Когда все камеры были загружены, мастер ушел в цех, где его ждали военпреды. Слободкин знал, что это самые строгие люди на заводе, и опаздывать на свидание к ним было не принято. Даже директор трепетал, говорят, перед ними. Поэтому, когда Каганов стал нервно поглядывать на часы, Слободкин сказал:
— Ступайте, справлюсь. На ближайшие два часа задача ясна.
— Ну, добро. Я вернусь к концу испытания этой партии. А новую опять вместе загрузим.
Не знал Слободкин, какими длинными окажутся эти два часа. Только было все отрегулировал, установил стабильную сороковку, завыла сирена. Слободкин сперва не поверил, думал, ослышался. Налет? Опять среди бела дня? Но никакой ошибки не было. Сирена вопила где-то далеко, но все резче, все надсаднее. Не слышно было только сигнала радио, хотя на красной кирпичной стене сарая Слободкин вчера еще заметил помятую тарелку рекорда. Одним прыжком он подскочил к репродуктору, яростно дунул в обросшую пылью картонную воронку. От сотрясения покрывшиеся коррозией контакты соединились, и рекорд заревел так, словно собирался наверстать упущенное: Все по местам! Все по местам!..
Через несколько мгновений надсадный голос радио был заглушен залпами зенитных батарей. Сначала две или три из них, стоявшие, видимо, совсем рядом, распороли выстрелами воздух над головой Слободкина. За первыми снарядами почти без всякого интервала сорвались десятки, сотни — все небо оказалось в их громовой власти.

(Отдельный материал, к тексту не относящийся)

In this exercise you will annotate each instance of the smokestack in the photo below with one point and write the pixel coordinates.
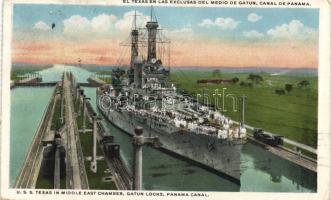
(152, 30)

Проворонили, прохлопали, чертушки! — подумал Слободкин. Он распростер руки так, словно был в состоянии защитить приборы, посмотрел вверх и попятился угол железной крыши сарая задрало взрывной волной прямо над камерами. Через огромную зияющую брешь Слободкин увидел на фоне крутых белков разрывов на небольшой высоте проносящиеся мессеры. Так вот в чем дело! Низом прорвались. Это ж надо! В бессильной ярости он грозил кому-то кулаком, сам не зная точно, кому. Немцам? Или еще и тем, кто несет ответственность за воздушное наблюдение, оповещение, связь? Тем, кто виновен в том, что тревога дана так поздно?
За спиной Слободкина что-то резко рявкнуло. Он не успел обернуться, как почувствовал, что летит на красную кирпичную стену. Да, да, на кроваво-красную. Вот и руки его в красной кирпичной пыли, и сапоги, шинель… А сама стена качнулась, поплыла куда-то в сторону, в сторону вместе с выстроившимися вдоль нее приборами. Сейчас свалится, раздавит, расплющит все до единого…
Сколько длился обморок Слободкина? Минуту? Час? Ему потом казалось, что он мог бы точно определить, сколько фугасок разорвалось, пока он был без сознания, сколько раз огрызнулись на них зенитки: сквозь пелену, приглушившую все звуки, ой все-таки отчетливо слышал, как раскалывалась под ним земля. На десять частей. На двадцать. На сто… На одной из этих бесконечно малых частиц, как на крохотной льдинке, он все-таки уцелел. Он, и несколько десятков приборов, сбившихся в кучу, чтобы занять как можно меньше места на коротком пространстве.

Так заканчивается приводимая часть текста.